For us consumers this is great! Now we get news content from different sources under the same platform that too free off cost. What we are not seeing in this frame is how news agencies are trying to cope up with this situation. Not only are they losing their trusted subscribers which they gained with years of quality journalism but most importantly a huge margin of their profit by selling ads (which they once controlled independently) is taken away by these aggregators. Eventually forcing news and media companies to resort to secondary sources for income which can question the ethics of the industry.
The Australian Government recently amended a law that forced aggregators like Facebook and Google to pay for the news they are displaying on their platforms from independent news agencies. Google replied by saying that proposed laws would result in “dramatically worse Google Search and YouTube,” put free services at risk and could lead to users’ data “being handed over to big news businesses.” . Facebook indicated that they rather block Australian news altogether than pay for that feed. Read more here.
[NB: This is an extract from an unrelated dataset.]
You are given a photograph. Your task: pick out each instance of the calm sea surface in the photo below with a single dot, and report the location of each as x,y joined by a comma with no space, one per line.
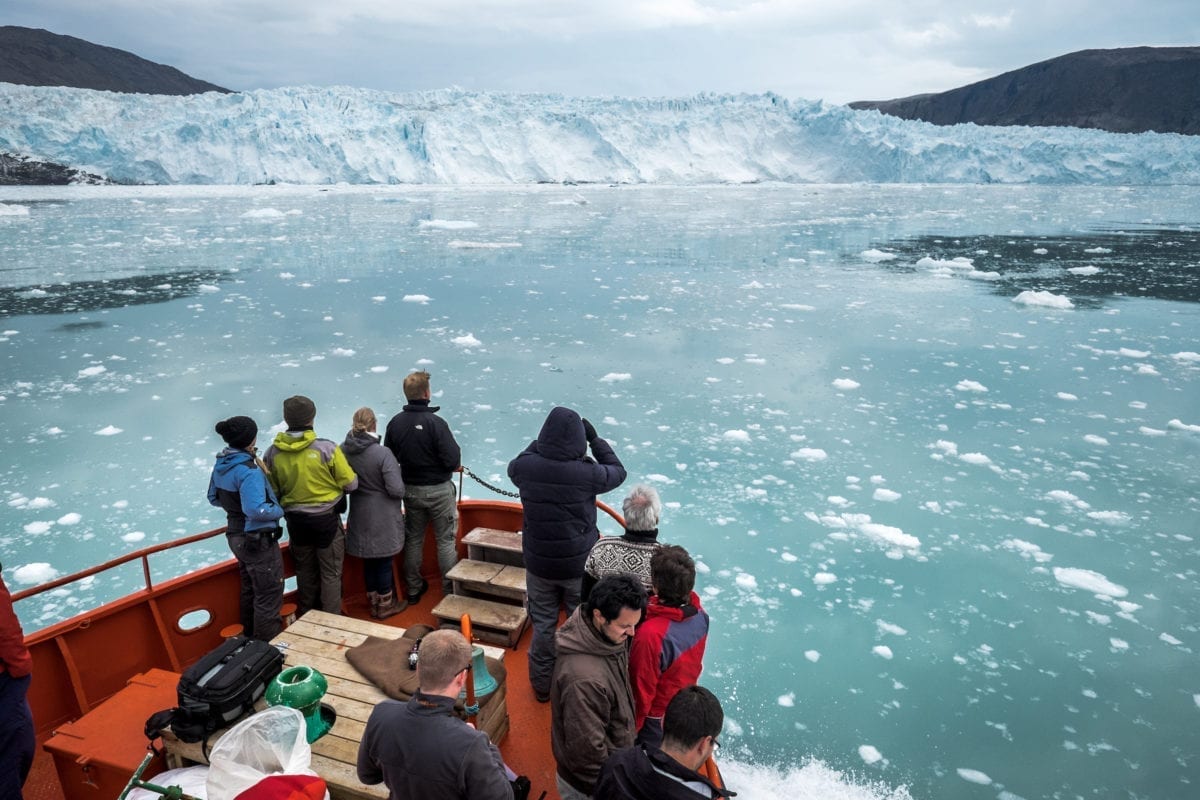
935,447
The most common strategy almost every news content providers are trying to adopt is to provide content based on a subscription basis. The subscription model promises 2 benefits, An increased user retention as consumers rather read from the subscribed platform than any other and Second, it promises a stable form of income for them.. just like how Netflix works. But hey, I hope you can see the lack of practicality in this approach yea. The subscription model will build an unwanted competition between providers which will eventually kill off some of the niche players in the industry. Most importantly if news agencies adopt this pattern, one might have to make a choice between the aggregator that provides news from different sources for free and an independent provider. We all know who will win that one.
Subscription model also takes away the user experience of the reader by large. We all must have come across popups that prevent us from reading that interesting article just because it is a premium content.
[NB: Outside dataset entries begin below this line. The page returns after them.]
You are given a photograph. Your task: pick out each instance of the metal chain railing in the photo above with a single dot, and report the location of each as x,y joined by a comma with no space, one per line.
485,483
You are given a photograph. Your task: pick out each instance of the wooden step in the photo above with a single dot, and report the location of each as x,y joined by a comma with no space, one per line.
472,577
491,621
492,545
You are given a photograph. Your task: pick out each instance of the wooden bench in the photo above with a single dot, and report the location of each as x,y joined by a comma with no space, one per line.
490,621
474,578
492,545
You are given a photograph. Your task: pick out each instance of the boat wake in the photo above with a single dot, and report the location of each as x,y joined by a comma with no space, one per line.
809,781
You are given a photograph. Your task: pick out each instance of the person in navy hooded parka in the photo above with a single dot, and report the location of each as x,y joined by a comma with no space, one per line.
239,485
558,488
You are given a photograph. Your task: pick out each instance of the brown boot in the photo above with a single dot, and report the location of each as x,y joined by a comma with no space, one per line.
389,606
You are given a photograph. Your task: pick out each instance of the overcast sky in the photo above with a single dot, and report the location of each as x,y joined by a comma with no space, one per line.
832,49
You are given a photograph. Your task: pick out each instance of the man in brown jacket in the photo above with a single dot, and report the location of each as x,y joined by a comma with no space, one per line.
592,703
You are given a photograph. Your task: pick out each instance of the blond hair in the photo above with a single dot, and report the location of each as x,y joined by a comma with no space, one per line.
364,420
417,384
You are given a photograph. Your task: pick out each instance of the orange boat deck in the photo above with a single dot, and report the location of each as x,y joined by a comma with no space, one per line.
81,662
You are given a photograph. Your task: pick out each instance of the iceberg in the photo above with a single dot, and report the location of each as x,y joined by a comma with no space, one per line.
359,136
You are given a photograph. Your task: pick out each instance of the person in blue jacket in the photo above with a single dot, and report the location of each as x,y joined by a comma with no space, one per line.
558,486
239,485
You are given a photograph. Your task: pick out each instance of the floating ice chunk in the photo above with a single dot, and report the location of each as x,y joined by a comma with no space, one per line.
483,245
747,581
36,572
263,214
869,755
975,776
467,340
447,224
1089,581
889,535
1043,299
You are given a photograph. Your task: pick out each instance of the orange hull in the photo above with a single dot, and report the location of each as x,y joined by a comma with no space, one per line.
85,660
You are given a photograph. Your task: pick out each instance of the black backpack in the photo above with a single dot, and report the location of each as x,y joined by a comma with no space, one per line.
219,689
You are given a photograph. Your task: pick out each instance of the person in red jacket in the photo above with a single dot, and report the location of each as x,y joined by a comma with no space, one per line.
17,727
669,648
Subscription model will also pose a challenge to provide the consumers a better bundle to create value for price they are paying. For example, check out the Times Prime bundle that provides the subscriber with 33 different benefits under the same bundle.
Without credible income sources this will prove to be the imminent death of Independent Journalism in the future. My aim as a Product Guy was to come up with a solution to this dilemma that will help sustain news publishers by coming up with better monetisation strategies that will not risk the User Experience of the reader.
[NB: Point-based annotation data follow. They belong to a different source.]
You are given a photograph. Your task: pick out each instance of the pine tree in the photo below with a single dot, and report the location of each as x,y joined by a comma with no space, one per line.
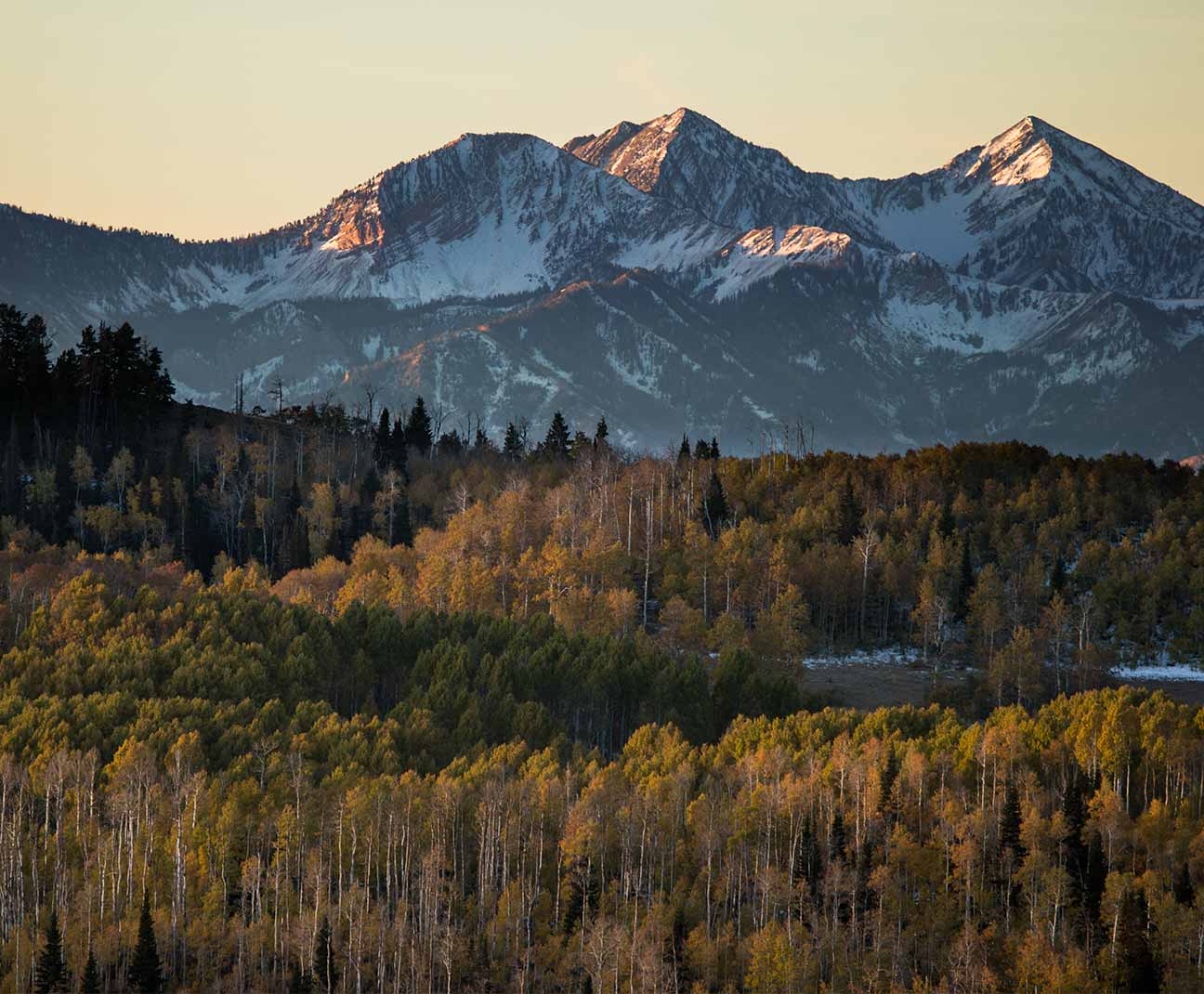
90,974
838,838
1137,972
383,437
512,444
325,969
1009,822
848,513
146,974
300,982
556,444
418,428
1057,577
890,774
1182,886
51,974
964,582
714,507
Predominantly, News Papers were the first space to provide proven reach for ads to the public. Even today small and medium local businesses continue to use the same newspapers to post ads. With Google Ads and their bid based advertising strategy, which rewards the highest bidder a better start in their rat race to get their brands noticed, I felt a huge hidden market lying untouched. A market which specifically can be utilised by News and Media companies. What the aggregators don't have is it’s dominion towards the local businesses and subsequently the ads they produce.
Here I am talking about a $240 Billion market which is controlled by a few huge players. A whooping 97% of Facebook’s revenue comes from internet advertisements alone.
“The business model for newspapers — based on ads and subscription revenue — has been evolving for more than a century as audiences have turned to other sources for news, including radio, television and later, the proliferation of cable television and satellite radio,” wrote Pichai. “The internet has been the latest shift, and it certainly won’t be the last. Alongside other companies, governments and civic societies, we want to play our part by helping journalism in the 21st century not just survive, but thrive.”
In Part 2 of this article, I would be explaining more about the product I am building to solve the problem in hand and the business model it will adopt. I will also introduce some products that are already thinking outside the subscription model box. Stay Tuned.
UPDATE (2nd October 2020) : Google decided to pay news publishers for the content they are using. The new platform will be called Google News Showcase and will be rolling out the experimental product in Brazil and Germany this year. Google has allocated around $1 Billion in total for this project.